THEPACT, an inventive haunted house mystery lately arrived from the Sundance Film Festival, is the debut feature from writer-director Nicholas McCarthy. The film stars Death Valley’s Caity Lotz as a tough girl – tattoos, dirt bike, scowl – who returns to her family home after her mother’s death and her sister’s mysterious disappearance. It has been hailed as this year’s Paranormal Activity, although unlike that feature, McCarthy, a fortysomething Sundance veteran, is not exactly an overnight sensation.
“It’s a good story,” laughs the filmmaker. “But it doesn’t include the years and years of making short films and just trying to get a break. There’s no clear path to getting a movie made. It’s a strange, fickle industry. The Pact happened so quickly. But only after a decade of writing screenplays and meeting everyone I could.”
Since the late-1990s, McCarthy has enjoyed a series of breaks that ultimately fizzled out. Working as part of a Godardinspired collective known as Alpha 60, his work initially came to the attention of Sundance programmer Mike Plante more than a decade ago. Cry for Help, his short about meeting zombie Jesus in the afterworld, premiered in Utah in 2005; Chinese Box, a conversational miniature, debuted there in 2009; The Pact, the embryonic version of his first feature, played in 2011.
“Sundance has been incredibly important for this movie,” says McCarthy. “I’m not just saying that because they like me. I think the programmers there do a great job of finding interesting and challenging films, even if sometimes those films don’t get written about or get overshadowed by Paris Hilton coming to town.”
Four years ago, McCarthy married TV commercials producer Alexandra Lisee. The couple have a young daughter, Agatha. The short version of The Pact ought to have been the last throw of the dice before straight-world responsibilities kicked in. But then Jamie Carmichael, the president of Content Media’s film division, happened to be sitting in Sundance’s Egyptian theatre.
“It’s funny,” says McCarthy. “I had this bottle of champagne that I kept in the fridge for years and years. My wife wanted me to open it because she felt it had attained some kind of mystical significance and hold over me. That was the bottle I was going to open whenever I finally got to make a feature film. But when?
“There were so many different green lights along the way. There was the first meeting when Jamie Carmichael said ‘I want to make this movie’. There was the day I turned in the script and got positive responses. There was the day the lawyers got involved. There was casting. There was shooting. And even shooting, you never know.
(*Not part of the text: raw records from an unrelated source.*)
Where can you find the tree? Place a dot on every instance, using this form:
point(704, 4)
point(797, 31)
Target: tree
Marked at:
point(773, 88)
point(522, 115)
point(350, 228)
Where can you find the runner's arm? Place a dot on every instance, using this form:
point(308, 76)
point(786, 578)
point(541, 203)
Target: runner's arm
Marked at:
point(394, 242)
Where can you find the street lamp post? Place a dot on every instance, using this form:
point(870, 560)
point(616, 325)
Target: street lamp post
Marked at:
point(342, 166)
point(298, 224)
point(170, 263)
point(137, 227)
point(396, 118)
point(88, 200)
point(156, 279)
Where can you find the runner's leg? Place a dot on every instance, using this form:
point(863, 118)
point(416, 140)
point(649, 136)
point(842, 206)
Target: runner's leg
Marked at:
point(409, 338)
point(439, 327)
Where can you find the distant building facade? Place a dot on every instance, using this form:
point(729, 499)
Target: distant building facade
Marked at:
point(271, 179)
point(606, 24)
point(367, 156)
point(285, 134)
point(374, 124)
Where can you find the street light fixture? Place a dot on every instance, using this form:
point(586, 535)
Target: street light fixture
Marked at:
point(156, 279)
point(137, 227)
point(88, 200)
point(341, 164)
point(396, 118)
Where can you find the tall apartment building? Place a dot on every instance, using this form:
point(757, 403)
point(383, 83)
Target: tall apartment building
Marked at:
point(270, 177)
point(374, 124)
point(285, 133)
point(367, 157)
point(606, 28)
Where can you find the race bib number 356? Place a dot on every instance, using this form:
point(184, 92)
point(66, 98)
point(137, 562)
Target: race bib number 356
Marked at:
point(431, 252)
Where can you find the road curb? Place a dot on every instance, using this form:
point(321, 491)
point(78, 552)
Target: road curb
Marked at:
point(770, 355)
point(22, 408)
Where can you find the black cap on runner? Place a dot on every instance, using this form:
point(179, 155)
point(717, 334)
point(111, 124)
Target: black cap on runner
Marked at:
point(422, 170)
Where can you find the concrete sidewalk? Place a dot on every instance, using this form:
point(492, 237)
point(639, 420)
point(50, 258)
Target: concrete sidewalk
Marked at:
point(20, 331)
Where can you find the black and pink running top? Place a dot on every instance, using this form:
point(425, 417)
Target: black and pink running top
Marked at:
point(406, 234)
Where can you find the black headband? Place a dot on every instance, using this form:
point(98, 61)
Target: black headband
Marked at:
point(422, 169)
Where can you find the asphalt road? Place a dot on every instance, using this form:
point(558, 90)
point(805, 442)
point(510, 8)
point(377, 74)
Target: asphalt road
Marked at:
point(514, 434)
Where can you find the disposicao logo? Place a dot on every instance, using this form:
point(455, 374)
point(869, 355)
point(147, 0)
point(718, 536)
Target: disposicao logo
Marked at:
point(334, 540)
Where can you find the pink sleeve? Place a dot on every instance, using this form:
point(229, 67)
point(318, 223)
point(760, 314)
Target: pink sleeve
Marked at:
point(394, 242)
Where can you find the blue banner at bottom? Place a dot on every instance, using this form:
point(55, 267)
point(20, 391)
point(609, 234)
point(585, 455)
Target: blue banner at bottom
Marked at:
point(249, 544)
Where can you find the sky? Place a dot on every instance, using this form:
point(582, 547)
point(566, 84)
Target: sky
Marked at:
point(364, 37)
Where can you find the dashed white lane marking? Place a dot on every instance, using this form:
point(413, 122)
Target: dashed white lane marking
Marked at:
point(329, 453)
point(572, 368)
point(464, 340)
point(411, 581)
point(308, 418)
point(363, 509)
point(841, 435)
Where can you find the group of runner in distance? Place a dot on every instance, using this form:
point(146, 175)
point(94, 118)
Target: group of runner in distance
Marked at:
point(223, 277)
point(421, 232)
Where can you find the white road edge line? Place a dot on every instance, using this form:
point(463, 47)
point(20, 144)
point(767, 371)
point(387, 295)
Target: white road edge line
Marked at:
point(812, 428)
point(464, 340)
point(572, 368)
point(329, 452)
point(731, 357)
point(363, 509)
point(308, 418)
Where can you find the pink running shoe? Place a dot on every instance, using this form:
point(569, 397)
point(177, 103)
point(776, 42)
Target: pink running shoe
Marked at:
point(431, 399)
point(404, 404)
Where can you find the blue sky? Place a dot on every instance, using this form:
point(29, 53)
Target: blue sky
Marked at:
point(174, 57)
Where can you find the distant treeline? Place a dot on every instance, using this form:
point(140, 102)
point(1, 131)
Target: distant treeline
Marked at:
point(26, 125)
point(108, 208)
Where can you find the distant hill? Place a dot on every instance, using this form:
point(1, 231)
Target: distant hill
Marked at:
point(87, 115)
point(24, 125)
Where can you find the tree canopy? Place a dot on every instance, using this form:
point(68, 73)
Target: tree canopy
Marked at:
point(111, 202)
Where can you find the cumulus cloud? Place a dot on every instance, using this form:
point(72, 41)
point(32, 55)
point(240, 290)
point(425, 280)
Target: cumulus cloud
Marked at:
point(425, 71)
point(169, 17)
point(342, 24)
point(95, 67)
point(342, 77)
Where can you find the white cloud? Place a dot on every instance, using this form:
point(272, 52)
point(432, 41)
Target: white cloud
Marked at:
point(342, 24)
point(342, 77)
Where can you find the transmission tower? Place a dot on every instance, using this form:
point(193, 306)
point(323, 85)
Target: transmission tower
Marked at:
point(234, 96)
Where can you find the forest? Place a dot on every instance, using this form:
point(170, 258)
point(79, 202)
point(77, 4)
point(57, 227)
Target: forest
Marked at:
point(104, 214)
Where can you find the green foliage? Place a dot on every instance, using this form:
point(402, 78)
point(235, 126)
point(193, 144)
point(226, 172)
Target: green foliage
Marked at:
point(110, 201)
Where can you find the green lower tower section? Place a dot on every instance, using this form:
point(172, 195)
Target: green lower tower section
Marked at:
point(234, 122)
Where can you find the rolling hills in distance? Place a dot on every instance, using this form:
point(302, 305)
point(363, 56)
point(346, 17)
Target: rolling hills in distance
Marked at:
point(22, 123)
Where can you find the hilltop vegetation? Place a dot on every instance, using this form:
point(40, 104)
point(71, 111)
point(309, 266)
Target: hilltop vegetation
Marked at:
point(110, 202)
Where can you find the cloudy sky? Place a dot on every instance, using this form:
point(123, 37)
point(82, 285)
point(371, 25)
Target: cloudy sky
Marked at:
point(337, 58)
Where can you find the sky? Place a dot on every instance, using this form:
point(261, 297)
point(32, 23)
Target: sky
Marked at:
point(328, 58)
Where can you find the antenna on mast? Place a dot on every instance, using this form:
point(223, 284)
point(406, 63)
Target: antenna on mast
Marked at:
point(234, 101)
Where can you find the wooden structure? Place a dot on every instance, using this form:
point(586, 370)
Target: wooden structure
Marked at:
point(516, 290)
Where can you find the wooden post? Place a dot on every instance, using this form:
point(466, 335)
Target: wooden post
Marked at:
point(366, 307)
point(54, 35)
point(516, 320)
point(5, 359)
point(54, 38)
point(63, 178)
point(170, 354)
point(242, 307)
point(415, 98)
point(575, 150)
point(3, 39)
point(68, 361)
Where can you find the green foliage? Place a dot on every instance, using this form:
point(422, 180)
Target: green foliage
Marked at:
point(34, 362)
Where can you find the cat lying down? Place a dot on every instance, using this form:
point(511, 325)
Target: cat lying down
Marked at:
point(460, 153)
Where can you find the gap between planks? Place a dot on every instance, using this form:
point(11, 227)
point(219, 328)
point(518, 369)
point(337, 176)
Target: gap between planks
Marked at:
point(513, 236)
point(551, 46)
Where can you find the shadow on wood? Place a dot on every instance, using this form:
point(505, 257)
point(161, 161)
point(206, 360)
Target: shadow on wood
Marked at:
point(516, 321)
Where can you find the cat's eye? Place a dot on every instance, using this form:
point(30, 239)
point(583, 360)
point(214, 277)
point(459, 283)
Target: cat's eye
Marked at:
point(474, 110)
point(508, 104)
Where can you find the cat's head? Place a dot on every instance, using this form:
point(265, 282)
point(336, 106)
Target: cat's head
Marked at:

Films have shut down during production before.”
He finally cracked open the bottle three weeks after the shoot: “By then,” he says, “It was only an afterthought.”
On first inspection, The Pact is just another post-found footage wow. McCarthy’s feature does not pose as a video diary or webcam chronicle. It is, however, recognisably part of the new dirty digital democracy, the sort of films we were told would be mandatory in the aftermath of The Blair Witch Project.
“I think digital has finally fulfilled the promise of being its own medium,” says McCarthy. “Certainly in the indie sector, it has become something that can work alongside film rather than competing head on. It has its own look and language.”
So what is so special about The Pact? Why has it transcended the bubbling primordial sea of low-budget horror flicks?
For one thing, it’s beautifully performed. A properly gothic picture that wrings plenty of eerie possibilities from an uncanny Freudian home, the film’s generous quota of spook-house scares are delivered with precision between McCarthy and remarkable Final Girl Lotz.
“We came across Caity during the casting process,” says McCarthy. “We had a casting director in LA and we saw a lot of young women for the part. And honestly, Caity was right from the moment she came through the door. There’s a kind of toughness and gravity to her movement. I think it has something to do with the fact that she has a background in dance and martial arts and parkour.”
The house, too, becomes a primary character in the supernatural drama. But behind the scenes, the track dwelling was an even livelier presence.
“I met a guy whose mother had recently passed away who said we could shoot at her house,” explains McCarthy. “So all the things you see in the house are hers. She had lived in this suburban house in San Pedro for decades and the place was loaded with depressing seventies wallpaper and a lot of Catholic iconography. When I walked around the place, I realised it was the kind of environment that I hadn’t really seen in a horror movie before outside of seventies pictures.”
McCarthy, though raised Catholic in a first-generation Irish-American family, and a huge fan of Spanish Catholic gothic such as The Blood Splattered Bride, swears he was a sceptic until the lights started flickering during the original shoot.
“There were a lot of little things,” says the film-maker. “Lights went on and off independently. Files were corrupted and none of us could figure out what happened. And finally, after the shoot, I walked through the set on my own to check we hadn’t left anything behind. And there was a box, sitting on the dining room table, that none of us had seen before. Inside was a collection of the previous owner’s things and instructions for her funeral arrangements.”
Impressed, he returned to the same house to shoot the feature length version and kept many of the original props.
“We figured that presence has been lucky for us. We wanted to make sure she was still watching over us.”